= Paul G. Ramsey =

American physician and academic administrator

Paul G. Ramsey is an American physician, medical educator, and academic administrator. He was chief executive officer (CEO) of UW Medicine and as dean of the University of Washington School of Medicine from 1997 to 2022. Previously, he was chair of the University of Washington Department of Medicine from 1990 to 1997. Ramsey retired in July 2022.

== Education and training ==
Ramsey was born in Pittsburgh, Pennsylvania. He became interested in medicine during high school after working a summer job assisting a pathologist.

He received a bachelor's degree from Harvard College in 1971 (biochemistry, honors) and an M.D. from Harvard Medical School in 1975, where he was elected to Alpha Omega Alpha.

He completed residency training in internal medicine at Massachusetts General Hospital and the University of Washington, and was chief medical resident at UW Medical Center from 1980 to 1981. He first came to the University of Washington as a senior fellow in infectious diseases in 1978.

== University of Washington career ==
Ramsey joined the UW faculty in 1980 as an acting instructor in medicine and became a full professor in 1991. He became chair of the Department of Medicine in 1990; under his leadership, the department’s research programs attracted approximately $63 million per year in sponsored research support by 1997. In 1995, he was appointed the first holder of the Robert G. Petersdorf Endowed Chair in Medicine.

In 1997, Ramsey was named vice president for medical affairs, dean of the School of Medicine, and CEO of UW Medicine. During his tenure, UW Medicine developed as an integrated system including the UW School of Medicine, UW Medical Center, Harborview Medical Center, Valley Medical Center, UW Physicians, UW Primary Care, Airlift Northwest, and affiliations with Fred Hutchinson Cancer Center and Seattle Children's Hospital. Key accomplishments included establishing institutes such as the Institute for Protein Design and Institute for Health Metrics and Evaluation, doubling faculty, and increasing research grants to over $1 billion annually. Operating revenue grew 280% to $1.9 billion by 2021, and donor support rose nearly 600%. He emphasized interdisciplinary collaboration, equity in care, and innovations like electronic medical records.

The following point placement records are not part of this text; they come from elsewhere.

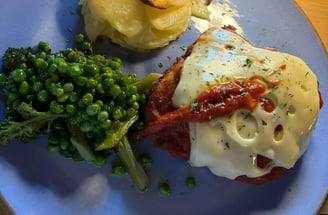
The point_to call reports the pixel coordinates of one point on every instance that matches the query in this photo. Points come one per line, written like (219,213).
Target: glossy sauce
(278,129)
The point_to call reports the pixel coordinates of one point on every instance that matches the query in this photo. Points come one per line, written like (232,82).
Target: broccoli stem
(79,142)
(34,124)
(134,168)
(113,138)
(145,83)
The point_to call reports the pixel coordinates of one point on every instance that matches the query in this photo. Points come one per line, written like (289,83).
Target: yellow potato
(133,24)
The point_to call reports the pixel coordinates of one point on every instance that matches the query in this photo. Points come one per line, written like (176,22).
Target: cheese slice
(228,145)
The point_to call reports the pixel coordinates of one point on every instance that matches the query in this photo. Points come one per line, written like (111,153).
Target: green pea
(69,108)
(68,87)
(102,116)
(73,97)
(164,189)
(52,68)
(86,126)
(131,90)
(190,182)
(56,107)
(74,71)
(24,88)
(118,113)
(62,67)
(43,96)
(18,75)
(115,90)
(107,124)
(82,81)
(63,98)
(93,109)
(57,90)
(73,56)
(91,83)
(37,86)
(115,64)
(87,98)
(91,70)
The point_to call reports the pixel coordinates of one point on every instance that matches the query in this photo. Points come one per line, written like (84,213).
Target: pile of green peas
(88,89)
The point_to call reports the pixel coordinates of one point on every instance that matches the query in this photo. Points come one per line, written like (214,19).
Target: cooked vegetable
(134,24)
(82,100)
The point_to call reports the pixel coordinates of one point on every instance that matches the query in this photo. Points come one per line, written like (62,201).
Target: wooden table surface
(317,13)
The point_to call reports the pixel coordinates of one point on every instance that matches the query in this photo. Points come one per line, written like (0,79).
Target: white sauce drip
(221,14)
(228,145)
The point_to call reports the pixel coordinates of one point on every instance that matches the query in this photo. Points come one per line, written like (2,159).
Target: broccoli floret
(35,123)
(13,58)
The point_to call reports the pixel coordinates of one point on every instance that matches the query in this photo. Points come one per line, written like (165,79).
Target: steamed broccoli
(82,100)
(13,58)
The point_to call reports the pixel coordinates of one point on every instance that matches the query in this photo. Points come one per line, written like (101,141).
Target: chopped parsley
(248,63)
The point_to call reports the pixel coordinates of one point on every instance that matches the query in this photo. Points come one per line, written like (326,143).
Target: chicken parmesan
(244,112)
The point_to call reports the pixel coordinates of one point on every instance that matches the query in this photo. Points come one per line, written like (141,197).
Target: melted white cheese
(228,145)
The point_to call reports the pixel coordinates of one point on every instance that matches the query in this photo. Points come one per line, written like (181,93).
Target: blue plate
(35,181)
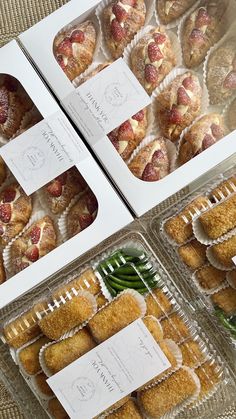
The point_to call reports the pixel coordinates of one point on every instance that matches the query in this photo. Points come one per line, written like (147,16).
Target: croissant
(152,59)
(221,72)
(82,214)
(15,211)
(169,10)
(202,29)
(205,132)
(121,21)
(74,48)
(152,162)
(128,135)
(178,105)
(60,191)
(36,242)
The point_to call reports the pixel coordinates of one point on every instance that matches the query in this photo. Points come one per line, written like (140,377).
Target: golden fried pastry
(209,277)
(82,214)
(179,227)
(203,134)
(158,304)
(37,241)
(115,316)
(174,328)
(202,29)
(15,211)
(178,105)
(226,300)
(152,161)
(152,59)
(162,398)
(74,48)
(121,20)
(221,72)
(128,135)
(193,254)
(29,356)
(62,353)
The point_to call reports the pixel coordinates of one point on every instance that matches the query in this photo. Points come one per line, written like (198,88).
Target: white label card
(106,100)
(109,372)
(43,152)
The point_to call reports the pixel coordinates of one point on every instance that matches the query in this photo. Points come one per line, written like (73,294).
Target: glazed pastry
(221,72)
(60,191)
(178,105)
(121,20)
(128,135)
(74,48)
(82,214)
(202,29)
(36,242)
(152,59)
(15,211)
(203,134)
(152,162)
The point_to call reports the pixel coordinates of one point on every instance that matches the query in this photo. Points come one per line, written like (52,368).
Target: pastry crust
(121,20)
(221,72)
(152,59)
(37,241)
(203,134)
(128,135)
(74,48)
(152,162)
(178,105)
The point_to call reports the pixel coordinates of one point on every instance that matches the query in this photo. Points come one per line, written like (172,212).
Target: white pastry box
(39,146)
(140,195)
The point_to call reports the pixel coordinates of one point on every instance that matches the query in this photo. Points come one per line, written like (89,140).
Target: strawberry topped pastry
(152,59)
(60,191)
(15,211)
(202,29)
(221,72)
(121,21)
(128,135)
(178,105)
(152,162)
(74,48)
(82,214)
(35,243)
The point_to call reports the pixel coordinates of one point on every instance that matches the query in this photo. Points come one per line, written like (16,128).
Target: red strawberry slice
(35,234)
(55,188)
(5,213)
(32,253)
(230,81)
(151,74)
(182,97)
(117,31)
(77,36)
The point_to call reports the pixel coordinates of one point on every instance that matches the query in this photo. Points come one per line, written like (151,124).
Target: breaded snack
(61,354)
(29,356)
(162,398)
(209,277)
(192,354)
(225,251)
(73,313)
(42,385)
(158,304)
(86,281)
(179,227)
(174,328)
(226,300)
(220,219)
(115,316)
(193,254)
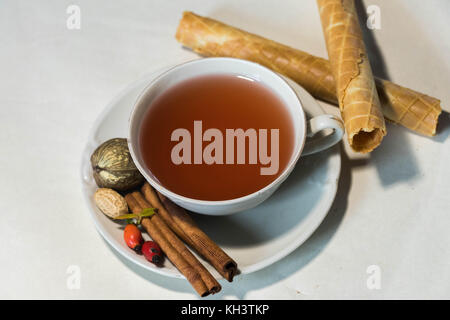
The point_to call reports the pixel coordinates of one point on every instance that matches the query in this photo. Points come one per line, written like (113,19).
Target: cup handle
(317,124)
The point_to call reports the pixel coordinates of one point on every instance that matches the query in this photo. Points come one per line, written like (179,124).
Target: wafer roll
(208,37)
(355,86)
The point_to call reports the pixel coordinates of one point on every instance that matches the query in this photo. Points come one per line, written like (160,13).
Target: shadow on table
(175,284)
(394,158)
(443,128)
(309,250)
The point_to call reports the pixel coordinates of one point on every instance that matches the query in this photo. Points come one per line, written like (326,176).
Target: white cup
(201,67)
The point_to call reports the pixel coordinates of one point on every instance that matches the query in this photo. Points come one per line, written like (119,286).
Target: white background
(392,207)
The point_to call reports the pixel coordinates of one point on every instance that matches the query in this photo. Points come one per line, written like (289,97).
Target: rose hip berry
(133,237)
(152,252)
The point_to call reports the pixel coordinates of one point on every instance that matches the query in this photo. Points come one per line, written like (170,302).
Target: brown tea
(217,137)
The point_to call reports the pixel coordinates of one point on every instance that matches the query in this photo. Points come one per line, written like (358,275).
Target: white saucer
(255,238)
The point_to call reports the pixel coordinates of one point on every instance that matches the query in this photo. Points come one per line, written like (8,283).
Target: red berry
(152,252)
(133,237)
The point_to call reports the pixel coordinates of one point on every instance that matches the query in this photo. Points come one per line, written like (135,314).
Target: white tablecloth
(392,209)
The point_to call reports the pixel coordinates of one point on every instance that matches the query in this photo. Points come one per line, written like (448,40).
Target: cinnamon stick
(199,277)
(184,226)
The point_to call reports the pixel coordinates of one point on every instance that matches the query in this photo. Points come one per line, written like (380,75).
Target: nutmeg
(113,166)
(110,202)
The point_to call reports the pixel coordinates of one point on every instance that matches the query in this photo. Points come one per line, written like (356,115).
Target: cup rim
(172,195)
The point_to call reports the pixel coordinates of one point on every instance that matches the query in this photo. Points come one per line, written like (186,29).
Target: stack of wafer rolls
(355,86)
(208,37)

Ramsey retired in July 2022.

== National roles and honors ==
Ramsey’s research has focused on assessment of physicians’ clinical competence, including an early large-scale study begun in 1983 examining the relationship between American Board of Internal Medicine certification and clinical practice. He was on national boards and committees including the National Board of Medical Examiners and the American Board of Internal Medicine, and was a member of the Fred Hutchinson Cancer Research Center Board of Trustees from 1990 to 1994.

He received the John P. Hubbard Award from the National Board of Medical Examiners (1999). In 2000, he was elected to the Institute of Medicine (now the National Academy of Medicine).

In 2023, the Paul G. Ramsey Endowed Deanship was established with $20 million from philanthropists including Steve and Connie Ballmer and the Bill & Melinda Gates Foundation, honoring his commitment to health equity and innovation.

== Personal life ==
Ramsey is married to physician and researcher Bonnie W. Ramsey. He rowed competitively while at Harvard and has continued rowing, including participation in masters events such as the Head of the Charles Regatta.

== Selected publications ==
- Ramsey PG, Wenrich MD, Carline JD, Inui TS, Larson EB, LoGerfo JP. “Use of peer ratings to evaluate physician performance.” JAMA. 1993;269(13):1655–1660.
- Ramsey PG, Miller ED. “A single mission for academic medicine: improving health.” JAMA. 2009;301(14):1475–1476.
- “The JIM interview. Paul G. Ramsey, MD.” Journal of Investigative Medicine. 1998;46(5):192–196.